Lawmakers in 2014 passed the statute -- dubbed the ag-gag law -- after Mercy for Animals, a Los Angeles-based animal-rights group, released a video showing workers at Bettencourt Dairies in Hansen stomping, beating, dragging and abusing the cows.

A coalition of nonprofit groups sued, including the Animal Legal Defense Fund, People for the Ethical Treatment of Animals, American Civil Liberties Union of Idaho and Center for Food Safety, claiming the law criminalizes whistleblowing and violates freedom of speech.

The Idaho Attorney General's Office, which defended the law in court, is reviewing Winmill's decision and has not yet determined how it will proceed, spokesman Todd Dvorak said.

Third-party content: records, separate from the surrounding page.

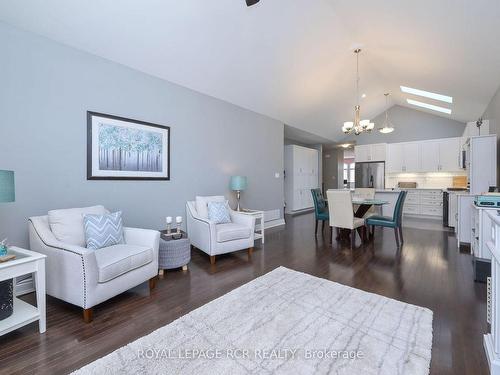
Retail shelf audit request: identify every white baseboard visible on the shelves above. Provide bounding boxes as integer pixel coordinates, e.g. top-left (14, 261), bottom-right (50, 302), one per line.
top-left (255, 218), bottom-right (285, 230)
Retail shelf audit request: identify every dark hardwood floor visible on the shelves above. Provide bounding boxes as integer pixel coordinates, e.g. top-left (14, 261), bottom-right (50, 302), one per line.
top-left (0, 214), bottom-right (488, 375)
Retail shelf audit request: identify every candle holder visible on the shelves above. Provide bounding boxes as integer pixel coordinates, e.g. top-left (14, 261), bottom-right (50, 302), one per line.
top-left (175, 216), bottom-right (182, 233)
top-left (166, 216), bottom-right (172, 234)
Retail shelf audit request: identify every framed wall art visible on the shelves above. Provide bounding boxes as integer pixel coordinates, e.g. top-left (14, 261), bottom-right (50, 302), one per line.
top-left (87, 112), bottom-right (170, 180)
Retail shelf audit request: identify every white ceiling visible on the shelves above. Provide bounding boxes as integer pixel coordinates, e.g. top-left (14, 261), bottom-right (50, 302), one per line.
top-left (0, 0), bottom-right (500, 140)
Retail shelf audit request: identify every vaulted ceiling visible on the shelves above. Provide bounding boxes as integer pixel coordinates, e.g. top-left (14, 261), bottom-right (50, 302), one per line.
top-left (0, 0), bottom-right (500, 140)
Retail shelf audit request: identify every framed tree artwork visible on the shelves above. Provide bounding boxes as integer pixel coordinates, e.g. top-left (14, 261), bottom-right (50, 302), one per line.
top-left (87, 112), bottom-right (170, 180)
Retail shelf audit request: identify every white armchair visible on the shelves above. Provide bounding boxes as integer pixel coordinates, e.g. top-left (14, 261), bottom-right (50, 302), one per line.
top-left (29, 207), bottom-right (160, 322)
top-left (186, 201), bottom-right (255, 264)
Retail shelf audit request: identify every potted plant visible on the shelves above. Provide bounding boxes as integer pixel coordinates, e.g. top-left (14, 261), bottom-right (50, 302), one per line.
top-left (0, 239), bottom-right (14, 320)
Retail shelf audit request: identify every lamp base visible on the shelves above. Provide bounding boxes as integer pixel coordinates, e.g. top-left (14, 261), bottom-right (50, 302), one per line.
top-left (236, 190), bottom-right (241, 211)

Currently, seven states have ag gag laws. Winmill's decision marks the first time a court has declared an ag gag statute unconstitutional.

"This Idaho decision is just the first step in defeating similar ag gag laws across the country," stated the Animal Legal Defense Fund in a statement.

Nathan Runkle, Mercy for Animals president, vowed the group would continue to work undercover to uncover animal abuse.

"Mercy for Animals looks forward to resuming undercover investigations in Idaho," Runkle said in a release. "The sickening and illegal animal cruelty on factory farms that this despicable law sought to conceal will not go undetected and unpunished."

Winmill noted in his ruling that undercover journalism and whistleblowing in Idaho contributed to public discourse in matters involving wolf hunting, family planning services and public school safety.

"Such investigations into private matters, both by government and private actors, are recognized and embraced as important political speech in Idaho," he wrote.